The Matrix (1999)
It’s somewhat ironic The Matrix would be included on this list because it is also exactly of its time. Released in 1999 on the turn of the century, the Wachowskis echoed a real fear that spread across audiences. Despite this, The Matrix is consistently enjoyable film and the use of practical effects have saved the film from the clumsiness of early(ish) CGI. As the series. continues, the second and third entries of the trilogy rely more and more on computer generated imagery, playing a part in why they have not aged as well as the first instalment.
The Terminator 2: Judgement Day (1991)
Sarah Conor is transformed from the sheepish waitress in the 1984 film The Terminator and returns as a strong and resilient heroine in James Cameron’s sequel. Even starring alongside Arnold Schwarzenegger, Linda Hamilton is fearless and unafraid to take control of any situation. Judgement Day’s strong female lead was ahead of its time because even current films in the same genre fall victim to the man saves woman trope.

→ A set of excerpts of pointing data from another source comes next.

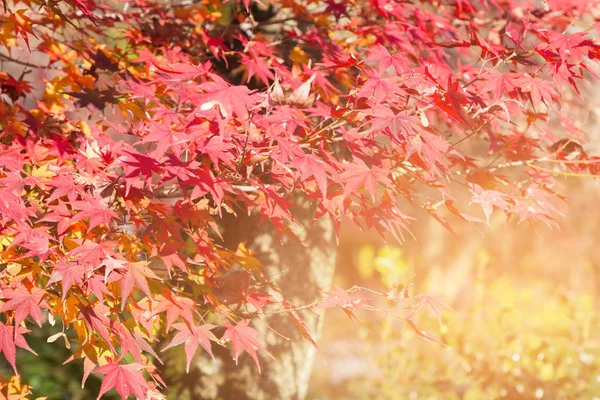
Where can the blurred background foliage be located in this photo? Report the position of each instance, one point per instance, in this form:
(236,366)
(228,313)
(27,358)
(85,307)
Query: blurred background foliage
(523,322)
(523,325)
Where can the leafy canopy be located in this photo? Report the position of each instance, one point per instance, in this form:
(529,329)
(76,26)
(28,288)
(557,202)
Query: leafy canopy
(129,128)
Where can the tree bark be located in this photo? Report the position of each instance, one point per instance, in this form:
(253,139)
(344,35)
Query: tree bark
(301,271)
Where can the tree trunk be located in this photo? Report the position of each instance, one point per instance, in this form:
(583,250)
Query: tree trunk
(301,271)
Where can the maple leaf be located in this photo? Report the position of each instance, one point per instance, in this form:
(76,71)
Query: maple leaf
(9,338)
(235,99)
(67,273)
(193,336)
(243,337)
(342,299)
(360,174)
(125,378)
(175,307)
(25,303)
(488,199)
(434,302)
(136,274)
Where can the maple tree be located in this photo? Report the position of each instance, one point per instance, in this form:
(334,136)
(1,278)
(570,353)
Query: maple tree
(129,129)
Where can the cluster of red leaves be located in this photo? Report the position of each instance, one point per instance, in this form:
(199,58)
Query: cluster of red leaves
(126,136)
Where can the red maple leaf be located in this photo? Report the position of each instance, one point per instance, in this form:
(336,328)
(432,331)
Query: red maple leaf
(125,378)
(360,174)
(136,274)
(243,337)
(9,339)
(193,336)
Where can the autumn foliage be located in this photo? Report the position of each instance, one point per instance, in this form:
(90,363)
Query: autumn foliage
(130,128)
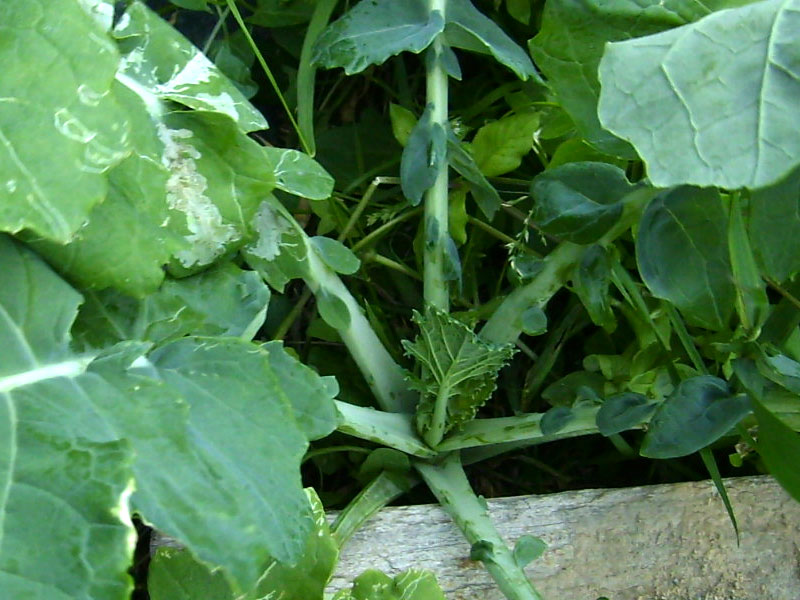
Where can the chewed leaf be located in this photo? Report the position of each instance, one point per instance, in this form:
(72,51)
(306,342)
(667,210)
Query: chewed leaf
(455,364)
(700,411)
(160,64)
(374,30)
(59,121)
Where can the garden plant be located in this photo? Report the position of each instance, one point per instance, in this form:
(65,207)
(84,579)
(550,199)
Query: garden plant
(245,236)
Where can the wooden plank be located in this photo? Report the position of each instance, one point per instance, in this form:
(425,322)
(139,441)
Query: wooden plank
(665,542)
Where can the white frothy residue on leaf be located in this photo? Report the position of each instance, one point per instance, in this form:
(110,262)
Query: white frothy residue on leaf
(270,227)
(186,192)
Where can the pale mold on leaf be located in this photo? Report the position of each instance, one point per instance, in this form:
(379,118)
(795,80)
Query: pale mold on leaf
(186,188)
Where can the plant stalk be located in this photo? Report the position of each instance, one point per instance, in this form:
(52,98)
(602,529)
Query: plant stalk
(449,484)
(436,287)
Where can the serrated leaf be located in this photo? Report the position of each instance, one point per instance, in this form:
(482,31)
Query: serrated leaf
(190,468)
(422,157)
(623,411)
(700,411)
(374,30)
(456,367)
(60,125)
(174,574)
(571,68)
(579,201)
(160,64)
(500,146)
(336,255)
(711,103)
(460,158)
(682,251)
(470,29)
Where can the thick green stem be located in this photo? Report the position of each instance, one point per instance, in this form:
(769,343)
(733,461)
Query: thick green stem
(384,376)
(449,484)
(436,287)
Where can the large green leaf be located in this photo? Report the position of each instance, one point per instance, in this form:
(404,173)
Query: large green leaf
(700,411)
(579,201)
(457,368)
(470,29)
(175,575)
(191,427)
(60,127)
(374,30)
(162,65)
(570,43)
(774,227)
(223,301)
(712,103)
(682,251)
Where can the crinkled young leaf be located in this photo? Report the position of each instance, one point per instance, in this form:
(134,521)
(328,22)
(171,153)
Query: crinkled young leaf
(456,367)
(459,157)
(160,64)
(422,156)
(579,201)
(470,29)
(175,574)
(374,30)
(222,301)
(500,146)
(774,227)
(60,127)
(682,251)
(712,103)
(700,411)
(413,584)
(570,43)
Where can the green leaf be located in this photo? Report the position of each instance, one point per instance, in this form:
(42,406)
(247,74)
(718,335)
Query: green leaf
(591,282)
(403,121)
(579,201)
(189,466)
(336,255)
(752,304)
(622,412)
(160,64)
(712,103)
(282,13)
(571,68)
(413,584)
(527,549)
(470,29)
(500,146)
(457,368)
(332,309)
(422,157)
(174,574)
(460,158)
(298,174)
(682,251)
(700,411)
(60,125)
(555,419)
(374,30)
(774,227)
(223,301)
(779,446)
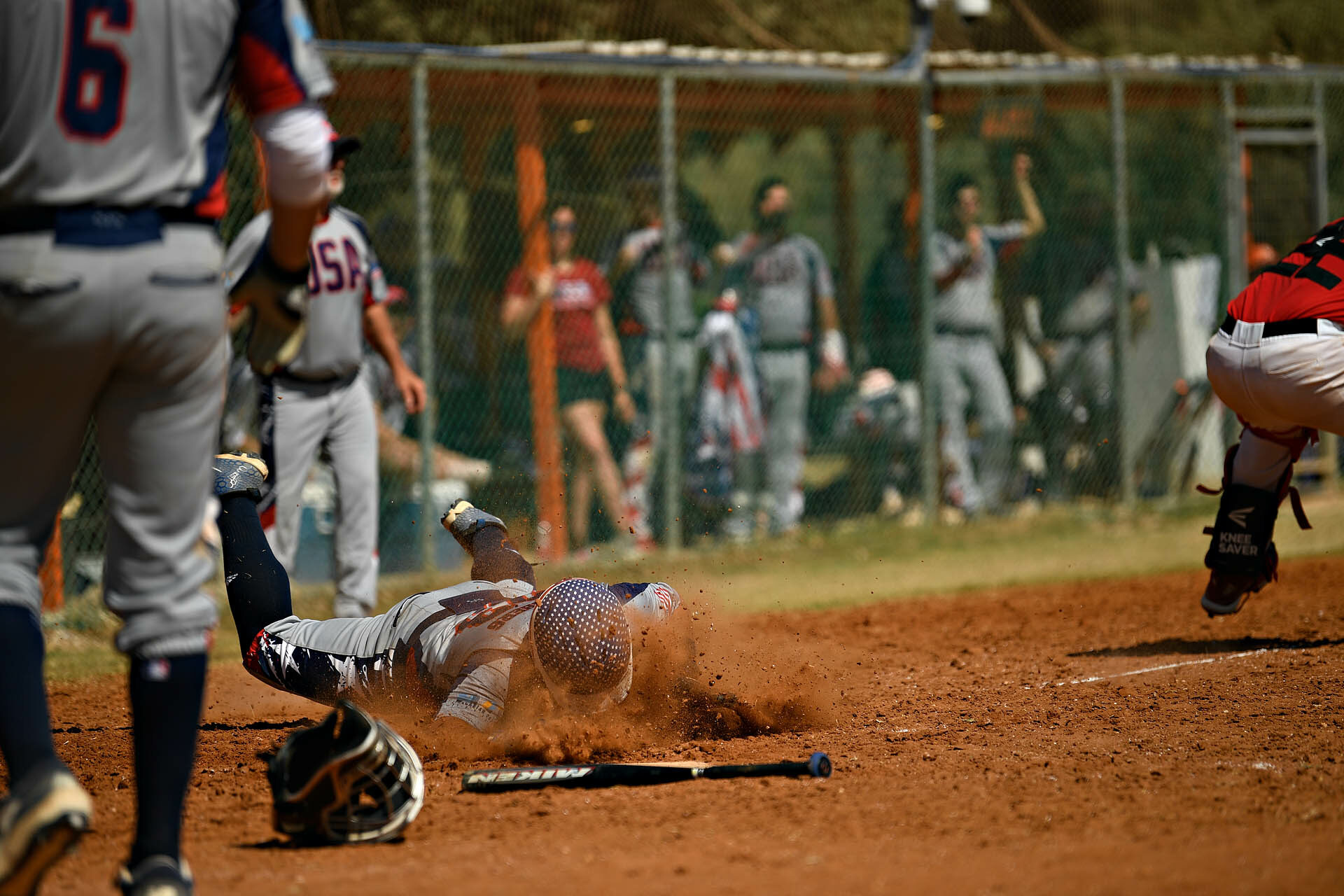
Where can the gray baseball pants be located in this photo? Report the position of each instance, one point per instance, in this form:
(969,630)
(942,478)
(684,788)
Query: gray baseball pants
(967,374)
(131,337)
(785,387)
(298,419)
(644,458)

The earliest film on this list is of course Metropolis. Fritz Lang’s science fiction feature paved the way for the development of the genre. Despite it’s controversy and criticisms, it is undeniable that the Lang’s vision for expressive and expansive cinematography. In Metropolis, we start to see the framed images and establishing shots which has since become an integral part of filmmaking.
Ridley Scott’s Alien introduces us to Ellen Ripley, Sigourney Weaver’s strong, female heroine. The visual effects are stellar and have aged well. Although technically Alien is a horror film, Scott blends the genres of horror and science fiction together to create a terrifying yet futuristic world. Alien set the bar for dystopian films and Ripley is one of OGs when it comes to strong women in sci-fi.